As Ringley attracted a following both on and off the Internet, more than 100 media outlets from The Wall Street Journal to Modern Ferret ran features. Ringley owned several ferrets and Modern Ferret featured Jenni and one of her pets on the front cover. As an actress, she was cast in "Rear Windows '98," a 1998 episode of the TV series Diagnosis: Murder, portraying Joannecam, a fictionalized version of herself. She also hosted her own Internet talk show titled The Jennishow on The Sync, an early webcasting network based in Laurel, Maryland.

Ringley's standard of living improved with a larger apartment, expensive furniture, and several business trips to Amsterdam with her accountant. She claimed that the experience improved her self-image and self body image. Ringley began to take trips to visit other cam girls, including Ana Voog of Anacam.com.

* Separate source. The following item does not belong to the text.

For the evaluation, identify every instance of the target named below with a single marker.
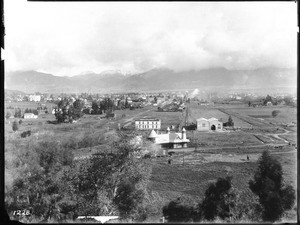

At the height of her popularity, an estimated three to four million people watched JenniCam.org daily. She eventually purchased the domain jennicam.com as well. She appeared as a guest on the Late Show with David Letterman. At the end of the interview, and even after having been corrected once, Letterman plugged the site as Jennicam.net instead of the correct Jennicam.com (Ringley owned both Jennicam.com and Jennicam.org). People visiting the previously non-existent Jennicam.net found a pornographic site with the greeting, "Thanks Dave".

She also appeared on The Today Show and World News Tonight With Peter Jennings.

In 1999, clips from The Jennishow were included in the Museum of Modern Art's exhibition "Fame After Photography."

===Sacramento===
When Ringley moved to Sacramento, California, she documented the boxing of her possessions with free live streaming and full audio. Ringley received some criticism from fans when she became involved with Dex, a man who was the fiancé of a fellow webcammer and friend who helped her move to California.

She shut down her site on December 31, 2003, citing PayPal's new anti-nudity policy.

==After JenniCam==
Since the end of 2003, Ringley has avoided having a presence on the Internet and on social media and tries to stay out of the public spotlight.

By 2007, Ringley had worked for a web developer after a brief stint as a case worker for a social services agency in Sacramento. Out of the public eye, she stated, "I really am enjoying my privacy now. I don't have a web page; I don't have a MySpace page. It's a completely different feeling, and I think I'm enjoying it."

In December 2014, Ringley spoke to the podcast Reply All about her experiences with JenniCam; the podcast noted that Jenny "is almost entirely absent from the Internet ... just the way she likes it."

In a 2016 interview with the BBC, Ringley described herself as a programmer in California and married to a man with the very common surname of Johnson.